Depending upon thickness of the copper wire in the detonator, this could be set for
between 12 seconds and up to two hours.
The container for the explosive began life as a simple bag, which could be placed
on the target aircraft or vehicle or if coated in birdlime, stuck to it. Birdlime was made in
various ways from fruits of the desert, chewed until sticky and then rolled between the
hands and coated on the outside of the container, in exactly the same way as the locals
coated branches to catch birds. The bomb was usually placed in a cockpit or near the
fuel tanks and not thrown. The preferred location of placement was where the wing met
the fuselage as aircraft often had their fuel cells in the wings.

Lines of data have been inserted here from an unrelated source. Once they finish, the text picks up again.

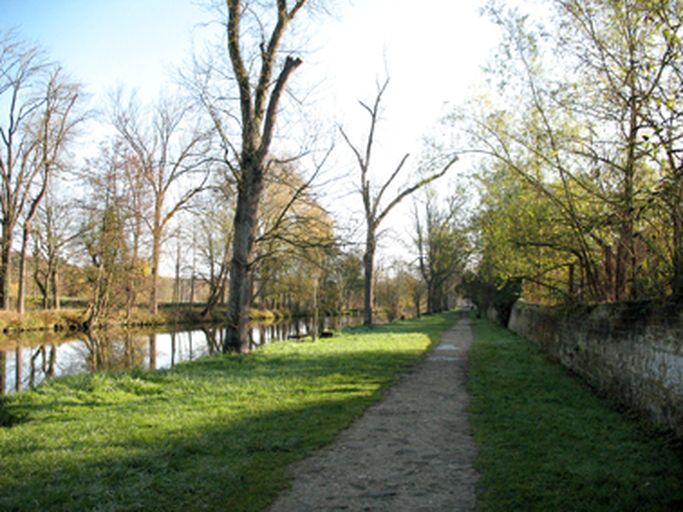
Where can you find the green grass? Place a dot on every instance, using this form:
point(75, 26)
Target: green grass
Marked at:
point(214, 434)
point(547, 443)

One of their transplanted commandos, Londoner Jeff Du Vivier, describes the
device in his diary: “It was plastic explosive and thermite and we rolled the whole lot
together with motor car oil. It was a stodgy lump and then you had a No.27 detonator,
an instantaneous fuse and a time pencil. The time pencil looked a bit like a ‘biro’ pen. It
was a glass tube with a spring-loaded striker held in place by a strip of copper wire. At
the top was a glass phial containing acid which you squeezed gently to break. The acid
would then eat through the wire and release the striker. Obviously the thicker the wire
the longer the delay before the striker was triggered [the pencils were color coded
according to the length of fuse]. It was all put into a small cotton bag and it proved to be
crude, but very effective. The thermite caused a flash that ignited the petrol, not just
blowing the wing off but sending the whole plane up”.
It was an ongoing process of trial and error. Several raids failed when their
pencil-detonators were rendered unusable by heavy rain. The timing of the detonators
could also be affected by the desert heat. The troopers of the SAS learned from every
raid. They began using the Lewes bomb in conjunction with the Mills grenade and
another device developed in the field by a British Parachute Officer, the No. 82,
Gammon Bomb. He called it his ‘hand artillery.’ An explosive charge was wrapped in
fabric and sewn to an impact fuse that detonated on sharp contact. The beauty of this
device was you could fill it with as much or as little explosive as you needed depending
upon the size of the target. This “improvised, generally hand-thrown bomb, was later
used by the British Home Guard, the Resistance forces in Europe as well as the SAS.
However in the desert in a cloak and dagger operation, placing all three together was
especially suitable for the destruction of large aircraft or vehicles.
Having blown up so many German planes, it was a cruel irony that he would
eventually be killed by one. Jock Lewes was killed in action in December 1941. He
was returning from a raid on German airfields using his eponymous bomb, when the
Long Range Desert Group truck, which had picked him up was attacked by a
lone Meschersmitt 110 fighter. Lewes was fatally wounded in the thigh by a 20 mm
round from the fighter and bled to death in about four minutes.
If Sir David Stirling ‘the Phantom Major’ was the backbone of the SAS and boxer
Paddy Mayne the brawn, it was Jock Lewes who was the brains of the outfit! Stirling
said of Lewes: “Jock could far more genuinely claim to be founder of the SAS than I.”